The city offered evidence at trial that residents of the city display more political lawn signs at election time than they display "For Sale" or "For Rent" signs. The evidence at trial, however, indicated that a substantial number of "For Sale" or "For Rent" lawn signs are posted in residential areas of the city at any given time. The city also presented evidence that the "For Sale" and "For Rent" signs are constructed of sturdier materials which better withstand weather conditions and therefore present less of a safety hazard.

However, the evidence offered as to the quantity or quality of political signs displayed is irrelevant in this action because Ordinance 75-1982 bans all political lawn signs regardless of construction, while § 1743.32(a) places no number or construction limitations on the permitted "For Sale" or "For Rent" signs.

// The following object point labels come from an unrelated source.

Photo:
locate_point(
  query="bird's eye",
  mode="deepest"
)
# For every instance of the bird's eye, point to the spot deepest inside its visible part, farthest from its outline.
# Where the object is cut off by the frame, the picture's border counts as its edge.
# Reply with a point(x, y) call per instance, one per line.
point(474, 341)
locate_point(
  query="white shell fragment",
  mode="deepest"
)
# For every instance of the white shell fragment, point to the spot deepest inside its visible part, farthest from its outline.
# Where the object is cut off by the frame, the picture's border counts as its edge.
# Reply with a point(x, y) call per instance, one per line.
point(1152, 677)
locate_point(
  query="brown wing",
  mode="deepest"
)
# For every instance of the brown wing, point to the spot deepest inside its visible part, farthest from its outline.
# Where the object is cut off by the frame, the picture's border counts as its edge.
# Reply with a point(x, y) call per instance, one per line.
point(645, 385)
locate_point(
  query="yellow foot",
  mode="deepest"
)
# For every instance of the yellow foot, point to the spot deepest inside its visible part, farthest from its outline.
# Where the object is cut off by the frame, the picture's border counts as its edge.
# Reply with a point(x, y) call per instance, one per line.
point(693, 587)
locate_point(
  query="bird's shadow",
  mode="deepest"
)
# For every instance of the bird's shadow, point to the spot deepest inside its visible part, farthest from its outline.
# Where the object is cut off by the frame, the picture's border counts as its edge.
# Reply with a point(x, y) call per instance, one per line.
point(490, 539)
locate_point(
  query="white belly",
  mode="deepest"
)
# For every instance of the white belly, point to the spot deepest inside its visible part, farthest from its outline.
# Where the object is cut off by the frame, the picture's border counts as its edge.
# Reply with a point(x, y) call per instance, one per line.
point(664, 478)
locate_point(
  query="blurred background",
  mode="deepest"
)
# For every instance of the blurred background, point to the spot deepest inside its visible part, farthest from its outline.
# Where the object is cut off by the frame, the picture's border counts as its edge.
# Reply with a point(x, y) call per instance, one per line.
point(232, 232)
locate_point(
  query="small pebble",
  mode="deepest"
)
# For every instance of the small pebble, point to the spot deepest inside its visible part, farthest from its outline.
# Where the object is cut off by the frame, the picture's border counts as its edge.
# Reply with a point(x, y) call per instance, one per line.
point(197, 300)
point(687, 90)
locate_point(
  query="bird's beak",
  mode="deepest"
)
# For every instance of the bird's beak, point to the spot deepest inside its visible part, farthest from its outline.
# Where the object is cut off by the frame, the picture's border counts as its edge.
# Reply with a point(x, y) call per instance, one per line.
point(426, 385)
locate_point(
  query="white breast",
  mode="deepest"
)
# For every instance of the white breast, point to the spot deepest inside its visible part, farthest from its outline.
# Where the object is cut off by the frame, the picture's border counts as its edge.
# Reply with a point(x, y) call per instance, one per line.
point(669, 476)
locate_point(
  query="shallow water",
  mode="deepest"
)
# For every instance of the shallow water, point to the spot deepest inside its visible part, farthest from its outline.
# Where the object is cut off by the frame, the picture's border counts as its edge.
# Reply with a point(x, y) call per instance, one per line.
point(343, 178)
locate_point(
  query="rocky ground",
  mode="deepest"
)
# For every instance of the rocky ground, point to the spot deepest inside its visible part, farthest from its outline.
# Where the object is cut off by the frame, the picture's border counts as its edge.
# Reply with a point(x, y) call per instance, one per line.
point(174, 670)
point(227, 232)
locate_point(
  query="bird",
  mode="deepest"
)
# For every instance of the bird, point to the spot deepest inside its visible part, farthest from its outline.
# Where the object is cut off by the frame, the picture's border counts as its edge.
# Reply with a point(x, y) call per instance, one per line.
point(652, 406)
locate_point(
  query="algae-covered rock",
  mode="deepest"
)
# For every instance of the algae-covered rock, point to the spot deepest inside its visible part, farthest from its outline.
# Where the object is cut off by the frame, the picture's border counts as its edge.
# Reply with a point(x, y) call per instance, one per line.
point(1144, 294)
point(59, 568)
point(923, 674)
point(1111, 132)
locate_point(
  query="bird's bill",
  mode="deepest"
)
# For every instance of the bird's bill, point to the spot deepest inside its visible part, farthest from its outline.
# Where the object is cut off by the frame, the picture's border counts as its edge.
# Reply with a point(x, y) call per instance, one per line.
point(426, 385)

The Court therefore finds that City of Euclid Ordinance 75-1982 which prohibits political lawn signs in residential areas while § 1743.32(a) permits "For Sale" and "For Rent" lawn signs, reaches too far into the realm of speech protected by the First Amendment by distinguishing and preferring commercial speech. Thus, the Court concludes that the City of Euclid violated 42 U.S.C. § 1983 by infringing upon plaintiff's First Amendment free speech rights.

Accordingly, the Court declares the City of Euclid Ordinance 75-1982 to be unconstitutional on its face to the extent that it prohibits political lawn signs in residential areas, while § 1743.32(a) permits lawn signs which carry the message that a residence is "For Sale" or "For Rent," in the same areas. The Court further enjoins the City of Euclid from enforcing Ordinance 75-1982.

The City is not, however, left defenseless regarding the safety and aesthetic concerns it has raised relating to lawn signs. The city remains free to place reasonable limitations on the time, size, and construction standards for lawn signs within its residential areas. The city could limit the size of lawn sizes. Since lawn signs serve different functions, the city is free to limit the use of the lawn signs to the time framework within which the lawn signs serve their function. The city could restrain lawn signs promoting political candidates to a reasonable period surrounding the election in question. The time framework for "For Sale" and "For Rent" signs could be limited to the period in which the residences are actually for sale or for rent. The city is also free to adopt reasonable construction standards for lawn signs in order that the signs withstand weathering.

In conclusion, the Court does not hold here that the city may not regulate political lawn signs. The Court merely finds the City of Euclid Ordinance to be unconstitutional on its face to the extent that it prohibits political lawn signs in residential areas which § 1743.32(a) of the Euclid Codified Ordinances permits commercial "For Sale" or "For Rent" signs in the same areas.

IT IS SO ORDERED.

NOTES

[1] Section 1377.01(c) provides that:

A billboard, signboard or advertising sign shall in no case be permitted as an accessory use. The placing of a "For Sale" or "For Rent" sign shall however be permitted as an accessory use.

[2] Section 1743.24 provides that:

No wall graphic, roof graphic, projecting graphic or pole-mounted graphic shall be permitted in any residential zoning district as delineated on the present or any hereafter adopted official zoning map.